Moreno entered the restaurant. There were few patrons, and all of them, including the middle-aged man and his woman, sat at a long mahogany bar. Moreno took a chair near an open window. He leaned his elbow on the ledge of the window and drummed his fingers against wood to the florid music coming from the restaurant. The bartender, a stocky man with a great belly that plunged over the belt of his trousers, came from behind the bar and walked towards Moreno’s table.

“Cervejas,” Moreno said, holding up three fingers pressed together to signify a tall one. The bartender stopped in his tracks, turned, and headed back behind the bar.

Moreno drank his beer slowly, studying the couple seated at the bar. He considered taking some photographs, seeing that this could be done easily, but he decided that it was not necessary, as he was certain now that he had found Guzman. The man had ordered his second drink, a Teacher’s rocks, in English, drinking his first hurriedly and without apparent pleasure. He was tanned and seemed fit, with a full head of silvery hair and the natural girth of age. The woman was in her twenties, quite beautiful in a lush way, with the stone perfect but bloodless look of a photograph in a magazine. She wore a bathing suit top, two triangles of red cloth really, with a brightly dyed sarong wrapped around the bottoms. Occasionally the man would nod in response to something she had said; on those occasions, the two of them did not look in each other’s eyes.

Eventually the other patrons finished their drinks and left, and for a while it was just the stocky bartender, the man and his woman, and Moreno. A very tall, lanky young man with long curly hair walked into the bar and with wide strides went directly to the man and whispered in his ear. The man finished his drink in one gulp, tossed bills on the bar, and got off his stool. He, the woman, and the young man walked from the establishment without even a glance in Moreno’s direction. Moreno knew he had been made but in a practical sense did not care. He opened his knapsack, rose from his seat, and headed for the bar.

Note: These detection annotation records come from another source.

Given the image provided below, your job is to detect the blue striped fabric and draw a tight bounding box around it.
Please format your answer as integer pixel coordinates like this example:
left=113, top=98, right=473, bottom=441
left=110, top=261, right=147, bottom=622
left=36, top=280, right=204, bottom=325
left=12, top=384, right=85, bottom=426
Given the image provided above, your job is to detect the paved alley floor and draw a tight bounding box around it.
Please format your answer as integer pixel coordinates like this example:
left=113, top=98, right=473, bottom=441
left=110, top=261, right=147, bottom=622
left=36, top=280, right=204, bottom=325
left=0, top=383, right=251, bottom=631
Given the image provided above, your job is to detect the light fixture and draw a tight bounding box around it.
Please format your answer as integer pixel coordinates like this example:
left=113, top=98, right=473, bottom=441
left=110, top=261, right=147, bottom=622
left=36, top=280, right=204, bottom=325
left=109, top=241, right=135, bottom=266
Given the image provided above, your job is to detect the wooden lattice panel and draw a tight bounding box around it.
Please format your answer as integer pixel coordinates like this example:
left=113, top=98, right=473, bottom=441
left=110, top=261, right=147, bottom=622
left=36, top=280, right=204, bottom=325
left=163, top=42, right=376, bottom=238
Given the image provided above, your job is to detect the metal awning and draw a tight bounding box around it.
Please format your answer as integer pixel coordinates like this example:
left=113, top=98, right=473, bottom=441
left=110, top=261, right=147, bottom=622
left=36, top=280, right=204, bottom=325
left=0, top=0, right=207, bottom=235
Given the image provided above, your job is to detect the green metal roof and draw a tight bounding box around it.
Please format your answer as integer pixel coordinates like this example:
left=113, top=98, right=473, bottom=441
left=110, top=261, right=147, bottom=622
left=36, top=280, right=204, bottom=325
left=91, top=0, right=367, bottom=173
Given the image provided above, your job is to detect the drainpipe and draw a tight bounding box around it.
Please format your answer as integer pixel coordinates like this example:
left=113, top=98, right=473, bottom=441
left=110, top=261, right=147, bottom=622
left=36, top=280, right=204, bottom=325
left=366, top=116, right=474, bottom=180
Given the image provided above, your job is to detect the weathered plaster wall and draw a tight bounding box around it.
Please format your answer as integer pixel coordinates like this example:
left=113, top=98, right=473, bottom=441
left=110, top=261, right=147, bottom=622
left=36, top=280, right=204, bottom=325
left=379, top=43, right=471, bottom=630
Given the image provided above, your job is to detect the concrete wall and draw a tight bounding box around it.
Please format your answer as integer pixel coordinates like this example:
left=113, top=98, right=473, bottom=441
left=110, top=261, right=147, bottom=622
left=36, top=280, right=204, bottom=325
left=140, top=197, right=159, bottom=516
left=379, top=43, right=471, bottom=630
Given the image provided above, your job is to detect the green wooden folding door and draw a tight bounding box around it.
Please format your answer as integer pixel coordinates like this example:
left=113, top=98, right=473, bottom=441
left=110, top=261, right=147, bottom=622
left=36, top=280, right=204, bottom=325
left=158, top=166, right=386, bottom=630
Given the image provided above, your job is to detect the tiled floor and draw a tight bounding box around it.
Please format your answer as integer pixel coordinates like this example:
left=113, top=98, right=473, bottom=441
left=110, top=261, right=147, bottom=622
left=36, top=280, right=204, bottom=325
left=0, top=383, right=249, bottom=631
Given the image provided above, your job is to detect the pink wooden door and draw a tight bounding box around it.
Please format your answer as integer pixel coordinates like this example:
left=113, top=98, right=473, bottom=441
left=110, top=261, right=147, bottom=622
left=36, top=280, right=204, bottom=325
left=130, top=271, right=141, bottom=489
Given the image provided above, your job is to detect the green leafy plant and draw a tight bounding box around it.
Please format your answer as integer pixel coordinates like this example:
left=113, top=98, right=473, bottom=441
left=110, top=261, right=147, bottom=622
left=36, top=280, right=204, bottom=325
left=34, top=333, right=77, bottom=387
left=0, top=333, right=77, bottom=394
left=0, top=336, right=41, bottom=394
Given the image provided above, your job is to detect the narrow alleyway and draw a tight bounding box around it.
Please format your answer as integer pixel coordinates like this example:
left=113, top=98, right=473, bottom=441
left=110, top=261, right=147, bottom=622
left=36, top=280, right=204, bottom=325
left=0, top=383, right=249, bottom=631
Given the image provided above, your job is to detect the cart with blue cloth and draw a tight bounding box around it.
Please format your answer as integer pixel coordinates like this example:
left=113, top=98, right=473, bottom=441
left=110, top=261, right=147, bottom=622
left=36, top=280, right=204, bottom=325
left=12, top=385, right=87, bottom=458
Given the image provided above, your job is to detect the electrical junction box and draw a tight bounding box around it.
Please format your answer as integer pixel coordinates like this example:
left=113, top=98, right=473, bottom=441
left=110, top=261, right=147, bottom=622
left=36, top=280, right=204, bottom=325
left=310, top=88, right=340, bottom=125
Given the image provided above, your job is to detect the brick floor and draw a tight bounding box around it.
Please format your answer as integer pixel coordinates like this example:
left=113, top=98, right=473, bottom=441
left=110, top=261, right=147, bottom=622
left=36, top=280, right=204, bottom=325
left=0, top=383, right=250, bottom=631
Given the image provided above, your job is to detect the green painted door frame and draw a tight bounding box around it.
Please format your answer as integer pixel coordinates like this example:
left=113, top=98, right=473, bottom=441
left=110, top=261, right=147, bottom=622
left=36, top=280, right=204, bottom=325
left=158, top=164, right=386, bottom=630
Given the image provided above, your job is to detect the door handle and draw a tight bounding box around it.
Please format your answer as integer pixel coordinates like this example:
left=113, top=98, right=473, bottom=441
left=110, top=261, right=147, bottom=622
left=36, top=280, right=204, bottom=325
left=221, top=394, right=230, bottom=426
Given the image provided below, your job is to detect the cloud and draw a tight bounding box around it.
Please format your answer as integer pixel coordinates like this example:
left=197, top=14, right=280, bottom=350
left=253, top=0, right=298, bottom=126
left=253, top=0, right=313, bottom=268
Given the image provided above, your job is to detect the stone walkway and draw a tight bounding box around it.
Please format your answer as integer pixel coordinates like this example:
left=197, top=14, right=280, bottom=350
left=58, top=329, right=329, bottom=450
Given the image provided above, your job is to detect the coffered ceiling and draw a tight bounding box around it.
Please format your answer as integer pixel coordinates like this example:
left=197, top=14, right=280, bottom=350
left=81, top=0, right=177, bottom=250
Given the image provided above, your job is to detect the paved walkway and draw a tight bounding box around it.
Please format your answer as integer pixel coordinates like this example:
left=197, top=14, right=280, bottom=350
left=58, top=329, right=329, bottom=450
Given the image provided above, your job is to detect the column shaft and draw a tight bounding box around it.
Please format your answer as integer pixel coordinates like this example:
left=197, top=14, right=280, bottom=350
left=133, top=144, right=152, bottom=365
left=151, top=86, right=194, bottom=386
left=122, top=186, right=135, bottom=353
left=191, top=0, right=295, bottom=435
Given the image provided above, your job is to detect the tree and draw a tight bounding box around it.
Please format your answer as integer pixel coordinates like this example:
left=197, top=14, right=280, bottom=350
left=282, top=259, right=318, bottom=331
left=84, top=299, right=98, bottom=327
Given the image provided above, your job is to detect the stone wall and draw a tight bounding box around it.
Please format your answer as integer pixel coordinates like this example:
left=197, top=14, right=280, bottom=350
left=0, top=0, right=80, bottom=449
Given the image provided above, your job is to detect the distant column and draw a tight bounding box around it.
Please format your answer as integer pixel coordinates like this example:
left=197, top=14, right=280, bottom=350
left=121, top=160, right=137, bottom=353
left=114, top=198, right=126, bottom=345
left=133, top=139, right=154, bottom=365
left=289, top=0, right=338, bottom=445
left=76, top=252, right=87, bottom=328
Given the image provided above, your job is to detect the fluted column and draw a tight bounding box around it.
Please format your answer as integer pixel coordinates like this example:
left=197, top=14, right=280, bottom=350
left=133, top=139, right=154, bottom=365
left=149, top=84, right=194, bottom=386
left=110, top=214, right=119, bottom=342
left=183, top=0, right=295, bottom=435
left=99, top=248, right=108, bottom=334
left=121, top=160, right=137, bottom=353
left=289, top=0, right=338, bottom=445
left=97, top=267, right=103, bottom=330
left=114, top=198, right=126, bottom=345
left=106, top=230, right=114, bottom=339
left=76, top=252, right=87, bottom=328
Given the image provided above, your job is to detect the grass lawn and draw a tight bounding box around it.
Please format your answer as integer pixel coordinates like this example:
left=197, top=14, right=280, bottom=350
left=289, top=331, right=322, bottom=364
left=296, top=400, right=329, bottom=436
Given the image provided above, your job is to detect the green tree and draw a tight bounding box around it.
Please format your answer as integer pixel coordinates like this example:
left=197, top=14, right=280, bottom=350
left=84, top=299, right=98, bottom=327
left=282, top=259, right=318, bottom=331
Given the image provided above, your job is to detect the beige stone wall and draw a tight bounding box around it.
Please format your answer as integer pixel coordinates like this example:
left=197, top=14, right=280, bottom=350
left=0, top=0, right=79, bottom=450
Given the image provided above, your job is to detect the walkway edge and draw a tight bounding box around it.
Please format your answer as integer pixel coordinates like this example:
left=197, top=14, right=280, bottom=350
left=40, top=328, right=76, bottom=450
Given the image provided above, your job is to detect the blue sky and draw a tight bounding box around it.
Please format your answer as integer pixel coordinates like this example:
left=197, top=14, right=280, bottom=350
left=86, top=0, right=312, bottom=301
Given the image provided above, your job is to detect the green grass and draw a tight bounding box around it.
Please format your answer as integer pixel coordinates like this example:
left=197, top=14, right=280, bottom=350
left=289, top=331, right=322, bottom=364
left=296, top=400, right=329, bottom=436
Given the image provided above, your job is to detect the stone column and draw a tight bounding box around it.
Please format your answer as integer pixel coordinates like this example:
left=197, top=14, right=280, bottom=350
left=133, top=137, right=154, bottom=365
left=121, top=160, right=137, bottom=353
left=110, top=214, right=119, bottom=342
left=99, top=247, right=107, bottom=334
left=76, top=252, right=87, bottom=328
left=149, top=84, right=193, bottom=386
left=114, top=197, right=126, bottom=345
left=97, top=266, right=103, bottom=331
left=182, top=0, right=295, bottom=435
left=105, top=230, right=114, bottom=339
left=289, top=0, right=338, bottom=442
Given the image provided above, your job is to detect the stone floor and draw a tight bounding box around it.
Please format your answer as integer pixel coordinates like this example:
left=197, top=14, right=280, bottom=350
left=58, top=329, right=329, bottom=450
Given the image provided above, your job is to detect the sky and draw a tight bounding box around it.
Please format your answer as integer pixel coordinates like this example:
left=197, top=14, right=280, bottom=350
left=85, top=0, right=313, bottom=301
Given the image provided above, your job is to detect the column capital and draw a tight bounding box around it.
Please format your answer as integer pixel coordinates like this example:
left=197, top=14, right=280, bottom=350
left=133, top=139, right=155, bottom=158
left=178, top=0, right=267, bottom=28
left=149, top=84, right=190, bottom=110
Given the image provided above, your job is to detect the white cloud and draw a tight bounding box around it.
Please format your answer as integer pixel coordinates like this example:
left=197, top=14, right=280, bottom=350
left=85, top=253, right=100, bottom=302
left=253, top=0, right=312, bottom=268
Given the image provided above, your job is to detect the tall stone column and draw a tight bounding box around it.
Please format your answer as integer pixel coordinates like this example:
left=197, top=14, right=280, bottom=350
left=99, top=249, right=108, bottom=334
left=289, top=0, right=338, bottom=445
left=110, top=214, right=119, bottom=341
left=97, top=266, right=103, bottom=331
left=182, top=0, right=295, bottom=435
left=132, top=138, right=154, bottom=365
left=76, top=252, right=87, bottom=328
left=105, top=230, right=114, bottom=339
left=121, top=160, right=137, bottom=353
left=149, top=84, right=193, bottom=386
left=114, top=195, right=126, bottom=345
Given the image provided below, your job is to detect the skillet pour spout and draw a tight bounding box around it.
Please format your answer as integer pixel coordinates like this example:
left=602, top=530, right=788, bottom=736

Moreno stopped in the area where the party had been seated and ordered another beer. As the bartender turned his back to reach into a cooler, Moreno grabbed some bar napkins, wrapped them around the base of Guzman’s empty glass, and began to place the glass in his knapsack.

A hand grabbed Moreno’s wrist.

The hand gripped him firmly. Moreno smelled perspiration, partly masked by a rather obvious men’s cologne. He turned his head. It was the lanky young man, who had reentered the bar.

“You shouldn’t do that,” the young man said in accented English. “My friend João here might think you are trying to steal his glass.”

Moreno placed the glass back on the bar. The young man spoke rapidly in Portuguese, and João the bartender look the glass and ran it over the brush in the soap sink. Then João served Moreno the beer that he had ordered, along with a clean glass. Moreno took a sip. The young man did not look more than twenty. His skin had the color of coffee beans, with hard bright eyes the color of the skin. Moreno put down his glass.

“You’ve been following my boss,” the young man said.

“Really,” Moreno said.

“Yes, really.” The young man grinned. “Your Rastaman friend, the one you showed the pictures to. He don’t like you so good no more.”